On the matter of such experimental knowledge production, she wrote, tellingly, that until leaving art school in 1963, she could not find her own question; she viewed her subsequent compositional procedures as a means of attending to her desire to figure pictorially the things she did not yet understand.1 As manufactured forms of research and understanding, the works on show here seem also to pose their own questions—what constitutes an error and how one should be correctly articulated, for example. In her Los Angeles studio, any mistake Horwitz might make in the elaboration of a progression usually meant that the work would be discarded and she’d start over.

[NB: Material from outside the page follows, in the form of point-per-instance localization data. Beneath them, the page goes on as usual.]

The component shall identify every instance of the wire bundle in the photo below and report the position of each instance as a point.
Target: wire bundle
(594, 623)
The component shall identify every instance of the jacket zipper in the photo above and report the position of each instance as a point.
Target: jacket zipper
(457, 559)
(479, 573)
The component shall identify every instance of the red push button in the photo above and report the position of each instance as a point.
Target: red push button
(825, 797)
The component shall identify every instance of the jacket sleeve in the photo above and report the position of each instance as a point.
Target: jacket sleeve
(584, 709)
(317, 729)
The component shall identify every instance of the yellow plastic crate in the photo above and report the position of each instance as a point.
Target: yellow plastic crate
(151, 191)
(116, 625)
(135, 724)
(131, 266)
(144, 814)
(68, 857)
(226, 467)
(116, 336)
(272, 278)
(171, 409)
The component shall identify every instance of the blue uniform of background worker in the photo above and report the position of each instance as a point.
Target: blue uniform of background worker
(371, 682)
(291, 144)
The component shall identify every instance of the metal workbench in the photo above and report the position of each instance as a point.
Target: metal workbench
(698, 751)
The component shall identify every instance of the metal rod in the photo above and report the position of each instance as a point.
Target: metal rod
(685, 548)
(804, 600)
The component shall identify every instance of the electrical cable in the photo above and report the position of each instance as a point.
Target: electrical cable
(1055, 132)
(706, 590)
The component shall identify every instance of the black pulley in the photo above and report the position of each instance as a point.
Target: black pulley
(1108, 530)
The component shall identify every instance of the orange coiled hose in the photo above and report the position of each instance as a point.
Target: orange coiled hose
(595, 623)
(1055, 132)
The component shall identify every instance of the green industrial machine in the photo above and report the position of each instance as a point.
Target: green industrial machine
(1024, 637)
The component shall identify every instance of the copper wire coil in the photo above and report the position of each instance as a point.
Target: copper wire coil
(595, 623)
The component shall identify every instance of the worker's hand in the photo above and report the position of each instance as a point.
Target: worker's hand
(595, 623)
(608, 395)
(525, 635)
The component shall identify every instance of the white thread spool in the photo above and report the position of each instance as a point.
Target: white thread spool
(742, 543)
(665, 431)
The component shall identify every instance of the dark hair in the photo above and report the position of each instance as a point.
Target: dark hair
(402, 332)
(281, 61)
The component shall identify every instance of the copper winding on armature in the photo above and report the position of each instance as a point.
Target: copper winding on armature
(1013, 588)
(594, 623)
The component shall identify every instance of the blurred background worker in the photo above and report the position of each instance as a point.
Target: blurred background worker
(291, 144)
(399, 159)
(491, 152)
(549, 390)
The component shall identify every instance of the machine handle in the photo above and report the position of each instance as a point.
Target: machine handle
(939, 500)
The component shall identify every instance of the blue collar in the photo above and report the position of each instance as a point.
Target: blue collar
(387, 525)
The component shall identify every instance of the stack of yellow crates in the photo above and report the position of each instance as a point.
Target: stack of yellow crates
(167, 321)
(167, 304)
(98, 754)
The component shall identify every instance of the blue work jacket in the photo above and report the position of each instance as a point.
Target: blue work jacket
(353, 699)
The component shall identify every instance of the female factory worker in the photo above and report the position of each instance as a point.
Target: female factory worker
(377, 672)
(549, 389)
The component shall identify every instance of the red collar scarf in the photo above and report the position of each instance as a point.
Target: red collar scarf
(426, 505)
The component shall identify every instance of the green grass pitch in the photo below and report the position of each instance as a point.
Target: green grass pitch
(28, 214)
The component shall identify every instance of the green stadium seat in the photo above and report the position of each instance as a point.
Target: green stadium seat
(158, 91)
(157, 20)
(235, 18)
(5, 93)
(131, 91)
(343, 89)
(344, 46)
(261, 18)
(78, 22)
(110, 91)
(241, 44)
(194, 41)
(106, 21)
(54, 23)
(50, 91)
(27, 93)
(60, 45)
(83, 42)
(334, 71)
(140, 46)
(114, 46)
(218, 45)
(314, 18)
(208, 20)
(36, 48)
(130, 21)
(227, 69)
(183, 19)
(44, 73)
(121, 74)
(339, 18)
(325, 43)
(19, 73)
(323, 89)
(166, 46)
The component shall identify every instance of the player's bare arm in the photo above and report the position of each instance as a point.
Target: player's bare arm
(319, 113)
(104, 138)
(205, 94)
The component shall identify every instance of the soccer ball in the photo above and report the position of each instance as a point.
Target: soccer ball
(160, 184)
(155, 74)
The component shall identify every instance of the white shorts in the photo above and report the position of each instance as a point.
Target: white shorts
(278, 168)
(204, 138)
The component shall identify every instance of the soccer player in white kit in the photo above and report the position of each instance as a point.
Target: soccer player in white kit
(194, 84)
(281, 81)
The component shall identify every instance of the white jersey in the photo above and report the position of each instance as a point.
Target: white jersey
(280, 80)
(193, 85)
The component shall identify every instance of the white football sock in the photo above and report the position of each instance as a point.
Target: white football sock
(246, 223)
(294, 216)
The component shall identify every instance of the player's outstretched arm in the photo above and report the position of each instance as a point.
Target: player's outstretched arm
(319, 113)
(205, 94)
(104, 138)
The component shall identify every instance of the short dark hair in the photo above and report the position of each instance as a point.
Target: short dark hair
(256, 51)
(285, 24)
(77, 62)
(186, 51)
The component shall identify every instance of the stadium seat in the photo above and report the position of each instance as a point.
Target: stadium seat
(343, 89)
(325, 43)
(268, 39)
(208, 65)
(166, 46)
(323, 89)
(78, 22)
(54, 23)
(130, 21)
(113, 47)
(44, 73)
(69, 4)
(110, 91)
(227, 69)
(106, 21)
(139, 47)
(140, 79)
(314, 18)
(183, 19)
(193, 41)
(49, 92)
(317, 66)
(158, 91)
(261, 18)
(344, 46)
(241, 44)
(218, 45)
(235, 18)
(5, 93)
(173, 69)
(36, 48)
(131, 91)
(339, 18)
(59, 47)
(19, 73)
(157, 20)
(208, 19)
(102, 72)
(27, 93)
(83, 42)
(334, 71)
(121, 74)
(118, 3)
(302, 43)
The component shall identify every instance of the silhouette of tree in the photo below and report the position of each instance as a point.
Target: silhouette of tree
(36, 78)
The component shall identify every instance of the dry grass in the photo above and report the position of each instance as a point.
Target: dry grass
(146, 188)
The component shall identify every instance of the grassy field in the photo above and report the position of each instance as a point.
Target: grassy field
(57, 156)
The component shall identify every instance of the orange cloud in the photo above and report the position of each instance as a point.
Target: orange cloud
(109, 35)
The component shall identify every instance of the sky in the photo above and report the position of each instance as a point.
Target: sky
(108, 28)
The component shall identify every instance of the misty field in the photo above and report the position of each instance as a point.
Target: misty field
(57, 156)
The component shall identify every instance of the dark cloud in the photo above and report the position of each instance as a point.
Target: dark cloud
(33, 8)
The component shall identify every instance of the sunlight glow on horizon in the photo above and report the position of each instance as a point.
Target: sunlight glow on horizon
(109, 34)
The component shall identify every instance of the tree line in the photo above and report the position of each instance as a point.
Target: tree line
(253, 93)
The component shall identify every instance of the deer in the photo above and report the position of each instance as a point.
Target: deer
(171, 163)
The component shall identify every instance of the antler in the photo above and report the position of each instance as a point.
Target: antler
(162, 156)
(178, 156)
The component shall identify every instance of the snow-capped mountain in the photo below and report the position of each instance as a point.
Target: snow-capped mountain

But sometimes, she would play out the new logic of the error to riveting philosophical and visual effect. A good example is the drawing series “Variations and Inversion on a Rhythm” (1975), where one may see the overall, emergent shape of a system dramatically change its form due to some small, human corruption of its order. Other occasional errors aren’t treated as delinquencies at all. Smudges or blotches of ink, visible in a closer inspection of Triangle/Color (1982), are the kind of accidents toward which the aesthetic apparatus of Barnett Newman was entirely geared. Here though, they are left simply unacknowledged, convincing of neither their necessity or redundancy. This lack of a question—and her tolerance of such an open-ended approach—is the locus of Horwitz’s contemporaneity.
Walking around this show, I kept thinking back to a conference at the Huddersfield Contemporary Music Festival in the UK, where I listened to Adrian Ward and Alex McLean—members of the algorave techno group Slub—speaking in a committed, nerdpunk kind of way about the forms of liberty they were interested in and how computerized mathematical progressions similar to Horwitz’s were inextricably bound up in knowing how to articulate those liberties. Much of what they said evaded my puny grasp of computational math, but I found myself enthusing and questioning my disdain for the what I took to be the mute aloofness of abstract mathematics around, for instance, issues of aesthetics or social change. So, despite professing to have no question of her own, perhaps Horwitz’s work presents a contemporary question, asking its audiences that they further encrypt the authority of the algorithm in order to see the other kinds of freer, associative thinking that orderliness might occasion.